Publication information
- Publisher: Marvel Comics
- First appearance: Invaders #11 (December 1976)
- Created by: Roy Thomas and Frank Robbins

In-story information
- Alter ego: Jonathan Goldstein
- Species: Human
- Notable aliases: Blue Bullet

= Blue Bullet =

Blue Bullet (Johann Goldstein) is a character appearing in American comic books published by Marvel Comics. Created by writer Roy Thomas and artist Frank Robbins, the character first appeared in Invaders #11 (December 1976).

==Development==

=== Concept and creation ===
Blue Bullet was created as an homage to the Fawcett comics character Bullet Man.

=== Publication history ===
Blue Bullet debuted in Invaders #11-12 (December 1976–January 1977), created by Roy Thomas and Frank Robbins. The character subsequently appeared in Captain America (vol. 1) #253 (January 1981), and in The Invaders #4 (August 1993), in which he dies.

==Fictional character biography==
Johann Goldstein was a Polish Jew who studied science in the 1930s, with his older brother Jacob. When the German army invaded Poland in 1939 and began to persecute the Jews, Johann fled to the USA while his brother remained in Poland. He changed his name to Professor Jonathan Gold and began working on a secret project. He designed a suit of steel armor that was capable of flight. When the Nazis learned of his project in 1943, they captured his brother Jacob and ordered John to betray the USA and kill the Invaders in exchange for Jacob's life.

As the Blue Bullet, John fought the Invaders but was defeated. When John told them what happened, they journeyed to Warsaw to free Jacob.
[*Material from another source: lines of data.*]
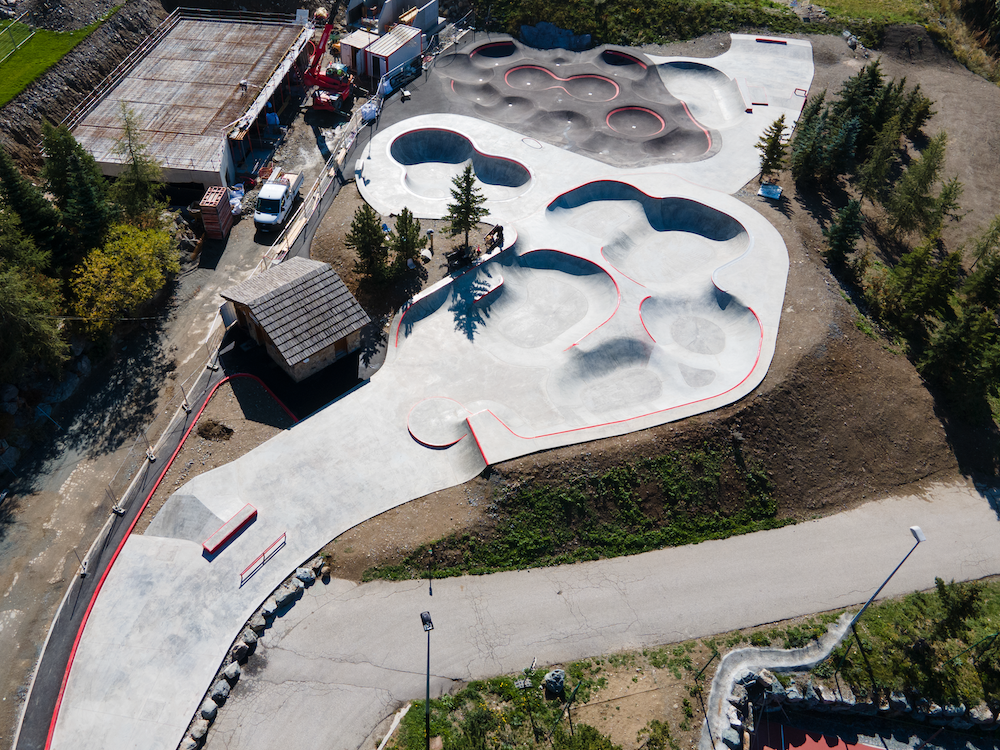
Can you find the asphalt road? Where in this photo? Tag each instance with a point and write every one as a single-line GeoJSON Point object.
{"type": "Point", "coordinates": [220, 266]}
{"type": "Point", "coordinates": [346, 655]}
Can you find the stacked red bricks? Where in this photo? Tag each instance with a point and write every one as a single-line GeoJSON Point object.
{"type": "Point", "coordinates": [215, 213]}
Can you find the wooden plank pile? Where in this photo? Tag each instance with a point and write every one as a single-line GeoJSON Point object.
{"type": "Point", "coordinates": [215, 213]}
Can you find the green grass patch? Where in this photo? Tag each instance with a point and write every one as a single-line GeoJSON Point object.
{"type": "Point", "coordinates": [881, 11]}
{"type": "Point", "coordinates": [40, 53]}
{"type": "Point", "coordinates": [939, 645]}
{"type": "Point", "coordinates": [625, 22]}
{"type": "Point", "coordinates": [710, 492]}
{"type": "Point", "coordinates": [496, 713]}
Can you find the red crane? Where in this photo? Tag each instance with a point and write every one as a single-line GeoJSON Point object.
{"type": "Point", "coordinates": [337, 87]}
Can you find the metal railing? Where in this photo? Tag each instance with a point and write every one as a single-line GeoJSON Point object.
{"type": "Point", "coordinates": [8, 33]}
{"type": "Point", "coordinates": [87, 105]}
{"type": "Point", "coordinates": [261, 560]}
{"type": "Point", "coordinates": [293, 236]}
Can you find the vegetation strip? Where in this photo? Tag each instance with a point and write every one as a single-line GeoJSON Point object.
{"type": "Point", "coordinates": [710, 492]}
{"type": "Point", "coordinates": [937, 647]}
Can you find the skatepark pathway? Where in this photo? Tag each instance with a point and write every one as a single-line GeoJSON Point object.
{"type": "Point", "coordinates": [347, 655]}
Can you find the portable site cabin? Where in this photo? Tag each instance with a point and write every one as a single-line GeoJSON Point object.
{"type": "Point", "coordinates": [379, 15]}
{"type": "Point", "coordinates": [397, 47]}
{"type": "Point", "coordinates": [302, 313]}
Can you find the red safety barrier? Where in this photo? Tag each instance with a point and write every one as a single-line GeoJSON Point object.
{"type": "Point", "coordinates": [230, 529]}
{"type": "Point", "coordinates": [263, 557]}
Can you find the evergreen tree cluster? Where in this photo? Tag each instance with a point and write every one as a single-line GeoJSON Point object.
{"type": "Point", "coordinates": [948, 317]}
{"type": "Point", "coordinates": [50, 235]}
{"type": "Point", "coordinates": [373, 244]}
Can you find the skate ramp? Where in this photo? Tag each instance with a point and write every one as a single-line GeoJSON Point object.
{"type": "Point", "coordinates": [432, 157]}
{"type": "Point", "coordinates": [627, 325]}
{"type": "Point", "coordinates": [604, 102]}
{"type": "Point", "coordinates": [711, 96]}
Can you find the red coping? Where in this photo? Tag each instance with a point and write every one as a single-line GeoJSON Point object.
{"type": "Point", "coordinates": [775, 736]}
{"type": "Point", "coordinates": [230, 528]}
{"type": "Point", "coordinates": [107, 570]}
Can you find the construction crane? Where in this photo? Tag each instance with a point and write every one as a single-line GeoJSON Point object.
{"type": "Point", "coordinates": [333, 91]}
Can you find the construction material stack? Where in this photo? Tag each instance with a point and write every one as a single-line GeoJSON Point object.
{"type": "Point", "coordinates": [216, 214]}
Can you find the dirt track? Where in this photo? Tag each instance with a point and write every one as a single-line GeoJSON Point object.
{"type": "Point", "coordinates": [838, 420]}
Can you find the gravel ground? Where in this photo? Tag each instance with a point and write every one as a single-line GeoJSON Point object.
{"type": "Point", "coordinates": [241, 405]}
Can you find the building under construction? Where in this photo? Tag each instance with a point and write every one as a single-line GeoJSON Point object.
{"type": "Point", "coordinates": [200, 87]}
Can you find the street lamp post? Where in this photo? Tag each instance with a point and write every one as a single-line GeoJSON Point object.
{"type": "Point", "coordinates": [425, 619]}
{"type": "Point", "coordinates": [919, 536]}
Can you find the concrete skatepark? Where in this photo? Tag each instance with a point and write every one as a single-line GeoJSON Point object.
{"type": "Point", "coordinates": [623, 298]}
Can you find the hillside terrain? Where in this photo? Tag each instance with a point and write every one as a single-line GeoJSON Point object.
{"type": "Point", "coordinates": [842, 416]}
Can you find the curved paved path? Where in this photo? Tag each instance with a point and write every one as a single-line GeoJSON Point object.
{"type": "Point", "coordinates": [345, 656]}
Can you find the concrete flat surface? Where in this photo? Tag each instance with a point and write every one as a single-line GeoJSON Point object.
{"type": "Point", "coordinates": [623, 299]}
{"type": "Point", "coordinates": [361, 649]}
{"type": "Point", "coordinates": [185, 90]}
{"type": "Point", "coordinates": [626, 109]}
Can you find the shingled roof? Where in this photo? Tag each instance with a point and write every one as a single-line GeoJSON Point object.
{"type": "Point", "coordinates": [302, 305]}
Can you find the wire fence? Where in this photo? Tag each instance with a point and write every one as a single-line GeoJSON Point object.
{"type": "Point", "coordinates": [180, 399]}
{"type": "Point", "coordinates": [176, 407]}
{"type": "Point", "coordinates": [13, 35]}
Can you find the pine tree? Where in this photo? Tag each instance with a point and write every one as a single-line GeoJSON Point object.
{"type": "Point", "coordinates": [844, 232]}
{"type": "Point", "coordinates": [466, 208]}
{"type": "Point", "coordinates": [983, 285]}
{"type": "Point", "coordinates": [139, 186]}
{"type": "Point", "coordinates": [873, 177]}
{"type": "Point", "coordinates": [925, 285]}
{"type": "Point", "coordinates": [17, 249]}
{"type": "Point", "coordinates": [406, 241]}
{"type": "Point", "coordinates": [87, 215]}
{"type": "Point", "coordinates": [29, 332]}
{"type": "Point", "coordinates": [838, 150]}
{"type": "Point", "coordinates": [964, 357]}
{"type": "Point", "coordinates": [945, 206]}
{"type": "Point", "coordinates": [367, 239]}
{"type": "Point", "coordinates": [63, 178]}
{"type": "Point", "coordinates": [39, 218]}
{"type": "Point", "coordinates": [772, 149]}
{"type": "Point", "coordinates": [808, 137]}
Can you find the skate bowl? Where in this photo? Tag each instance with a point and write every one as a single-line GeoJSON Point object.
{"type": "Point", "coordinates": [585, 339]}
{"type": "Point", "coordinates": [712, 97]}
{"type": "Point", "coordinates": [605, 103]}
{"type": "Point", "coordinates": [432, 157]}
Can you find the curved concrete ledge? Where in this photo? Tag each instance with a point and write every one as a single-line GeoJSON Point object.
{"type": "Point", "coordinates": [737, 664]}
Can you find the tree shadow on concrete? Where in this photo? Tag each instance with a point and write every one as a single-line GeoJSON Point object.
{"type": "Point", "coordinates": [258, 405]}
{"type": "Point", "coordinates": [470, 303]}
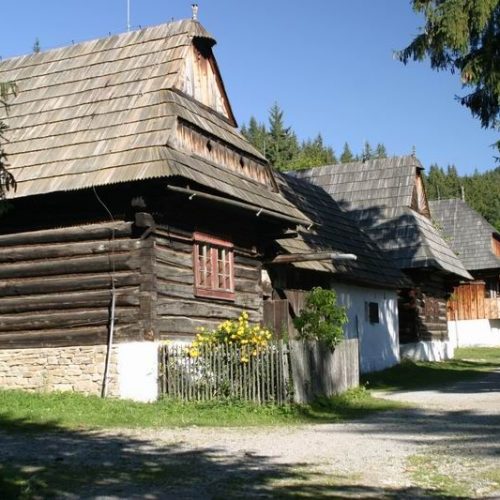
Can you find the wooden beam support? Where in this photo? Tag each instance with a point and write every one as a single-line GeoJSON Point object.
{"type": "Point", "coordinates": [308, 257]}
{"type": "Point", "coordinates": [245, 206]}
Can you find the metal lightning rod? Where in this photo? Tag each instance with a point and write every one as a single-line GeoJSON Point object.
{"type": "Point", "coordinates": [128, 15]}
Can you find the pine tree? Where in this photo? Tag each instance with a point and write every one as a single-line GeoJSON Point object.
{"type": "Point", "coordinates": [367, 153]}
{"type": "Point", "coordinates": [312, 153]}
{"type": "Point", "coordinates": [256, 133]}
{"type": "Point", "coordinates": [463, 36]}
{"type": "Point", "coordinates": [282, 147]}
{"type": "Point", "coordinates": [36, 46]}
{"type": "Point", "coordinates": [346, 156]}
{"type": "Point", "coordinates": [380, 151]}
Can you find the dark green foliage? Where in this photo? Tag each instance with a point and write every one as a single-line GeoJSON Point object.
{"type": "Point", "coordinates": [256, 133]}
{"type": "Point", "coordinates": [481, 191]}
{"type": "Point", "coordinates": [312, 154]}
{"type": "Point", "coordinates": [280, 146]}
{"type": "Point", "coordinates": [346, 156]}
{"type": "Point", "coordinates": [321, 319]}
{"type": "Point", "coordinates": [367, 153]}
{"type": "Point", "coordinates": [36, 46]}
{"type": "Point", "coordinates": [463, 36]}
{"type": "Point", "coordinates": [380, 151]}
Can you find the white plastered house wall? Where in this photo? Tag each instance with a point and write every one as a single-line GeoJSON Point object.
{"type": "Point", "coordinates": [378, 342]}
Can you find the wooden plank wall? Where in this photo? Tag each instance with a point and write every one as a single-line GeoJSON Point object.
{"type": "Point", "coordinates": [179, 312]}
{"type": "Point", "coordinates": [468, 302]}
{"type": "Point", "coordinates": [55, 286]}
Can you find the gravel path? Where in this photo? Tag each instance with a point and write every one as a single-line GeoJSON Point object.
{"type": "Point", "coordinates": [458, 428]}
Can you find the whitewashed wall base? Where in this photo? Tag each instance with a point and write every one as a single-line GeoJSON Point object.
{"type": "Point", "coordinates": [138, 371]}
{"type": "Point", "coordinates": [430, 350]}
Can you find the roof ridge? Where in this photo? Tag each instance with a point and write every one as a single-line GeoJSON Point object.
{"type": "Point", "coordinates": [197, 31]}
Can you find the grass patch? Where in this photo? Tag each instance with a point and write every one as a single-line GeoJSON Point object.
{"type": "Point", "coordinates": [427, 472]}
{"type": "Point", "coordinates": [19, 409]}
{"type": "Point", "coordinates": [468, 364]}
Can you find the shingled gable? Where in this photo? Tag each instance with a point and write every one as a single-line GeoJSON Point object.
{"type": "Point", "coordinates": [334, 231]}
{"type": "Point", "coordinates": [141, 105]}
{"type": "Point", "coordinates": [469, 233]}
{"type": "Point", "coordinates": [387, 199]}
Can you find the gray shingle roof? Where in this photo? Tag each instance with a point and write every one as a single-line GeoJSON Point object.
{"type": "Point", "coordinates": [335, 231]}
{"type": "Point", "coordinates": [469, 233]}
{"type": "Point", "coordinates": [378, 195]}
{"type": "Point", "coordinates": [107, 111]}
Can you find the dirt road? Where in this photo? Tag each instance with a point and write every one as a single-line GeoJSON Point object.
{"type": "Point", "coordinates": [449, 443]}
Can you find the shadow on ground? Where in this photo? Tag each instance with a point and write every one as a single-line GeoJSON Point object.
{"type": "Point", "coordinates": [44, 461]}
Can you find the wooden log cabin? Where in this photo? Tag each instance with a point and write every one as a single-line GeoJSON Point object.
{"type": "Point", "coordinates": [474, 307]}
{"type": "Point", "coordinates": [338, 255]}
{"type": "Point", "coordinates": [386, 198]}
{"type": "Point", "coordinates": [140, 210]}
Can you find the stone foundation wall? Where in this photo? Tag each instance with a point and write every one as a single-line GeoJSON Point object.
{"type": "Point", "coordinates": [79, 369]}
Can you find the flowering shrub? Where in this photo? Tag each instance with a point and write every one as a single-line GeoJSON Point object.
{"type": "Point", "coordinates": [250, 339]}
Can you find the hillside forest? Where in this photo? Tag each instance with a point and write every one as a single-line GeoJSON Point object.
{"type": "Point", "coordinates": [280, 145]}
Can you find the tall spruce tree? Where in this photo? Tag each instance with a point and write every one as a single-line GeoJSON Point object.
{"type": "Point", "coordinates": [367, 153]}
{"type": "Point", "coordinates": [380, 151]}
{"type": "Point", "coordinates": [312, 153]}
{"type": "Point", "coordinates": [346, 156]}
{"type": "Point", "coordinates": [282, 146]}
{"type": "Point", "coordinates": [463, 36]}
{"type": "Point", "coordinates": [481, 190]}
{"type": "Point", "coordinates": [256, 133]}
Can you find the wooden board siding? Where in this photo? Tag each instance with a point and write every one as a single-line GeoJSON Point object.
{"type": "Point", "coordinates": [469, 302]}
{"type": "Point", "coordinates": [55, 286]}
{"type": "Point", "coordinates": [179, 312]}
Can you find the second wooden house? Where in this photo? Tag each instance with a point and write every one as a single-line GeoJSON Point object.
{"type": "Point", "coordinates": [474, 307]}
{"type": "Point", "coordinates": [386, 198]}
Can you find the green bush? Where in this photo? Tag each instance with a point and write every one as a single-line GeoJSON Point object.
{"type": "Point", "coordinates": [321, 319]}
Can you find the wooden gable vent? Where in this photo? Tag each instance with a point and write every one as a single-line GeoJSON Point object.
{"type": "Point", "coordinates": [202, 79]}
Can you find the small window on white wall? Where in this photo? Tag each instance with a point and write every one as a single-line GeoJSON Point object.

The German army prevented the Invaders from taking Jacob away by firing at a group of Jews, obliging the Invaders to surrender. Using some ancient books of the Cabala, Jacob transformed into the Golem and freed the Invaders.

Later, Doctor Death (formerly known as Doctor Nemesis) kidnapped John to employ him in his Project Mojave, and Jacob was obliged to obey his orders in exchange for John's life. This time, the Golem was forced to attack the Invaders in Doctor Death's plan to force the USA out of involvement in World War II. When the Invaders attacked Doctor Death's base, the Golem remained neutral to keep from putting his brother in danger. John escaped during the battle, but was shot and killed by Sky Shark.

== Powers and abilities ==
Johann Goldstein is a scientific genius who worked on several secret government projects over the years, including the Blue Bullet and an oscillotron. The Blue Bullet is a one-person armored vehicle equipped with powerful engines on its back and feet. It is described as a human rocket and is capable of flying at extremely high speeds. The Blue Bullet can easily tear through walls, and its armor protects Goldstein from gunfire and attacks by superhuman beings such as the Sub-Mariner.